Even the ecologically-oriented among us have realised that the burgeoning energy revolution has its darker side. Demands for expensively produced solar energy in a pay-on arrangement on the one hand, and prematurely switching off atomic power plants on the other, will keep electricity prices going up. It comes as little surprise that the opportunity to make savings has taken centre stage, with the idea of energy-saving smart home becoming the ideal solution to energy problems. This begs the question of whether the smart home will actually save consumers money in the future, given the heavy investment required to enable heating, lighting, blinds and house services to be controlled by apps on tablet-PCs, or house plants to be watered and pets fed automatically in our absence.

Despite any misgivings, the revolution has begun. Many power supply companies have started providing Smart Meter modules that deliver information on usage behaviour. Consumers will start saving once they know how much energy they're using and for what — at least that's the theory. Whether this will still hold true once the novelty has worn off remains to be seen.

Traditional lighting; a waste of energy

Take a close look, and you'll see that the smart home of tomorrow has one serious weakness; while incandescent light bulbs, oven hobs and electrical motors are perfectly happy with an AC power supply, every electronic gadget runs on DC — at least internally. All of these appliances, whether TV sets, sound systems, computers or printers draw their power from their own PSUs, each geared towards maximum-load conditions. You could entertain your entire neighbourhood with a 100W sound system, but you normally wouldn't actually do that more than a few times a year; that means that your PSU is practically running idle with horrendously poor efficiency for 360 days a year. Then there are the linearly regulated PSUs on sound systems due to what's mostly a low interference level; PSUs with efficiency that hardly passes the fifty percent mark even at full power. Since a well-equipped household will have a good fifty PSUs or more, energy losses will quickly add up to 100W to 200W.

A far more efficient solution would be a central DC mains supply that would power all of your home electronics appliances, including LED lighting, the same easy way you hook your smart phone up to a USB port to charge, but it will be a while before that happens. Even so, it's safe to assume that the rapid switch to LED lighting will speed up the change in attitude. In the meantime, we'll keep on improving with solutions such as efficient mini-PSUs that fit into standard wall outlets, at least doing away with the cable clutter from countless external PSUs.

Saving electricity on standby

There wasn't much of a market for mini-PSUs just a few years ago, but now a niche market has grown for products running on a few Ws — a development initially spurred on by the EU's EuP (energy-using products) directive that only permits standby and soft-off modes for appliances with 500mW idle consumption from 2013 onwards.

This forced manufacturers to start installing mini-PSUs to handle standby electronics in new products, switching the main PSU on and off by relay.

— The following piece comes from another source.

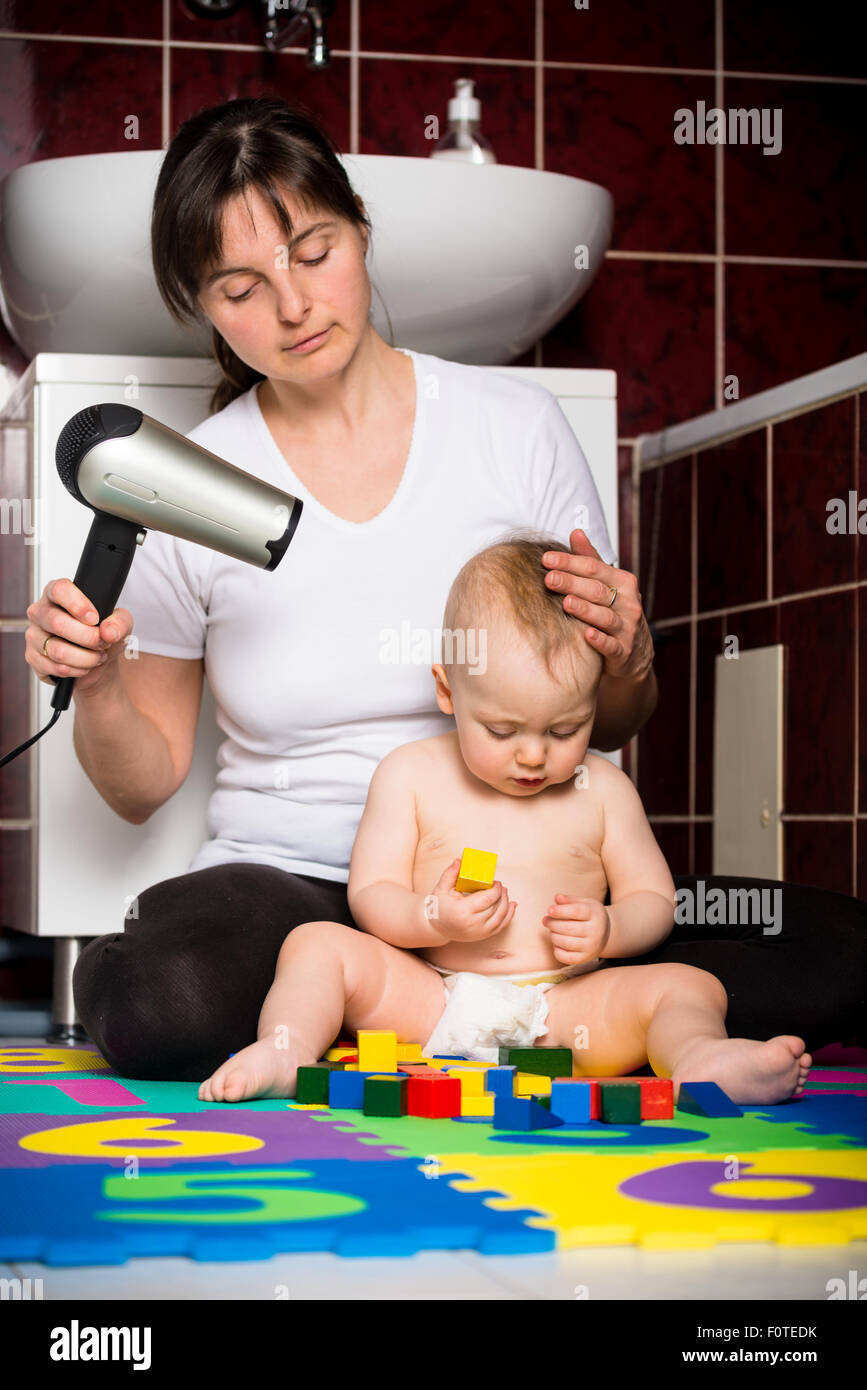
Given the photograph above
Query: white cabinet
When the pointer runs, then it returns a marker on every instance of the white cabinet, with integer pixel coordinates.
(89, 865)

PSUs in sound systems used to draw 10W or more in standby, but supplying the standby circuit and controlling the relay requires a nominal power rating of a few Ws in the single-digit range.

Figure 1: Good efficiency at medium load and low idle consumption play a key role in mini-PSU efficiency

Figure 1: Good efficiency at medium load and low idle consumption play a key role in mini-PSU efficiency

Many small devices in home and office settings are also far more efficient today; devices such as microcontrollers in the mW range, or sensors or control units rated at 1, 2 or 3W. These are often used in house and office environments in applications such as remote-controlled window blinds or garage doors. The savings principle is always the same — standby circuits have their own mini-PSUs that control relays to cut mains power to the main PSU, which is thoroughly inefficient in standby operation.

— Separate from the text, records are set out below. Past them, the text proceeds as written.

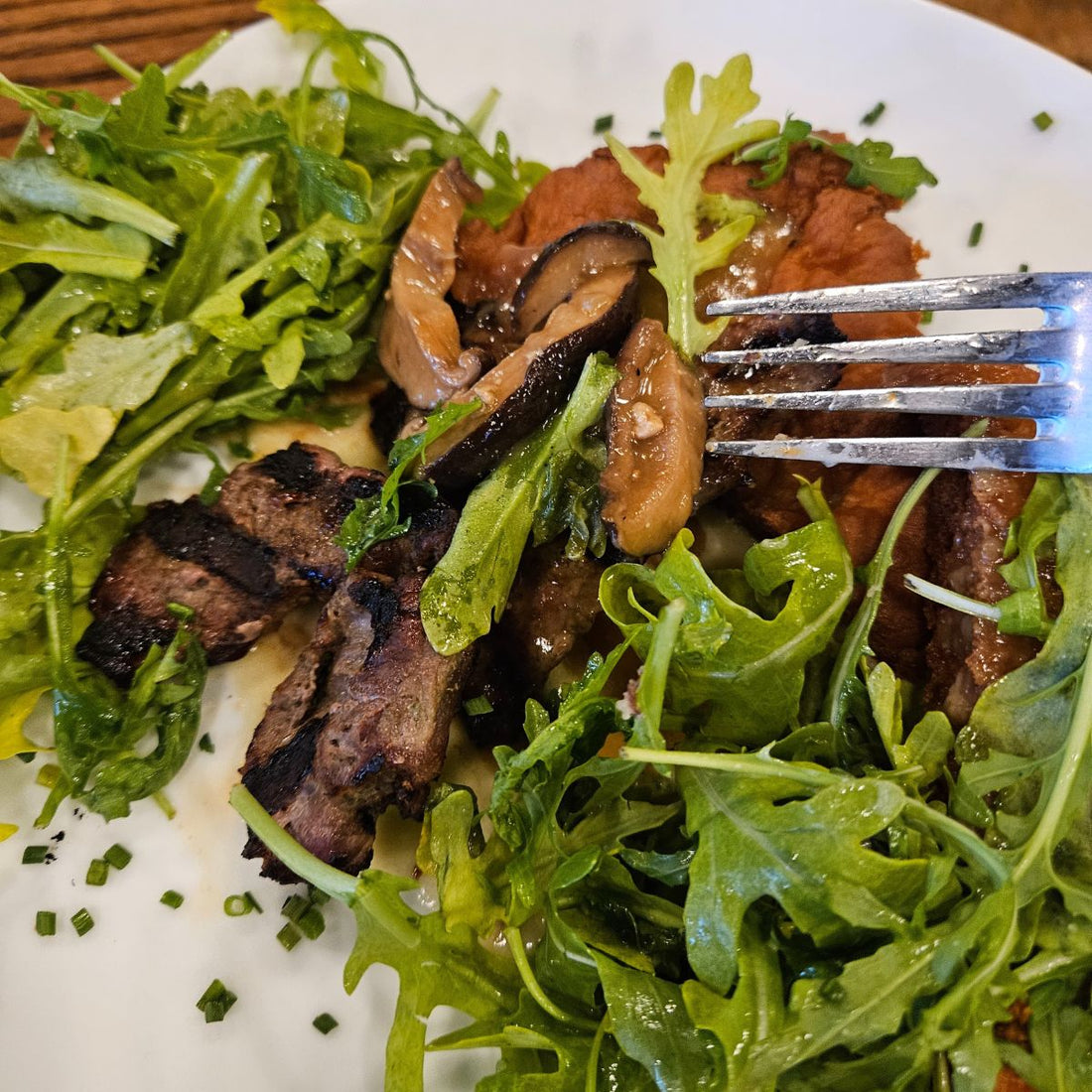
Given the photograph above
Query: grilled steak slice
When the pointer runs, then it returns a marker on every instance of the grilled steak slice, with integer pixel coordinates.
(721, 473)
(241, 565)
(360, 723)
(297, 499)
(553, 604)
(970, 516)
(181, 554)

A manufacturer of voltage converters, RECOM was early to specialise in developing efficient mini-PSUs, and has achieved substantial reductions in idle power consumption in this type of PSU. The smallest PSU, the RAC01 with 1W output, has an idle consumption value of only 30mW — around a sixteenth of the value specified in the EuP directive for standby mode.

We often ignore the importance of idle consumption in the energy balance while focussing on a high absolute efficiency value, but PSUs operate far more often at low load than not. Efficiency is measured at full load, which is only one side of the coin — the other is keeping the efficiency level stable and high down to low-load situations. RAC mini-PSUs are especially good at this particular discipline.

3W PSU for DC from the wall outlet

State-of-the-art smart home solutions are increasingly used in building installations, and this involves lots of electronic components that require an efficient DC power supply instead of the 230V AC mains supply. Devices such as intelligent contact-free switches that react to gestures in setting lighting or heating, door openers with built-in fingerprint readers for recognising people with entry permission, wall outlets with intelligent power monitoring to cut the power once the end appliance has spent a certain period on standby, or mini-pumps to water your house plants when you're away on holiday. These applications run on direct current — ideally not from batteries, but from a PSU integrated into the wall outlet.

RECOM has launched a series of regulated mini-PSUs onto the market (the RAC03-SCR/277 series) designed for easy, quick installation into ordinary wall outlets due to their extremely flat, round shape; no need to redecorate after installation. These discs are just 11mm thick, and are easy to install behind switches and dimmers to provide direct current right out of the wall.

Figure 2: RECOM’s 11mm-thin power disc easily fits into any wall outlet, leaving plenty of space for switches and dimmers

Figure 2: RECOM’s 11mm-thin power disc easily fits into any wall outlet, leaving plenty of space for switches and dimmers

The flat power discs reach an excellent efficiency value of 78% at 3W power rating, and you can use them anywhere in the world as they work on an input voltage range between 85 and 305V AC, even in the US three-phase mains system that reaches voltages up to 277V AC. These modules are available in output voltages of 3.3, 5, 12 or 24V with current values of 900, 600, 250 or 125mA corresponding to their 3W power rating. At just 40mW idle consumption, they run at a tenth of the official requirement for standby operation. The RAC03-SCR model is isolated on the output side at 3kV AC, and works at ambient temperatures of up to 85°C.

Avoiding electromagnetic pollution at source

Electromagnetic compatibility plays a key role alongside maximum efficiency in the home environment, as nobody wants even more sources of electromagnetic pollution in their home after the debate on mobile phones. There are two forms of electromagnetic interference; conducted and radiated. PSUs for use in the home are subject to the much more stringent Class B standard in EN 55022/55024 for this reason; Class B sets interference limits at 10dBµV lower than the Class A standard that applies to industrial settings.

The RECOM RAC-series mini-PSUs all have a Class B filter integrated into a moulded casing as standard. Filter components such as ferrite cores and chokes can be designed in a more compact form compared to retrofitted external circuitry as any interference is eliminated directly at source, reducing idle consumption and saving costs for filter components and EMC testing.

This new series has a host of applications alongside smart home applications, such as building automation or security and communications systems. The new modules have been designed for uncompromisingly long service lives, are CE and UL-certified, short-circuit-proofed, and equipped with spike and surge protection. As a European manufacturer with a global orientation, RECOM always uses high-quality components. Prototypes are subjected to intensive HALT tests in development and use HASS tests to ensure quality during production. Products come with a three-year guarantee.

Society has already adopted green energy, the next step will be to start assessing how much energy we need for what. Finding this out and devising use-oriented smart home solutions will pave the way towards real energy savings in smart homes.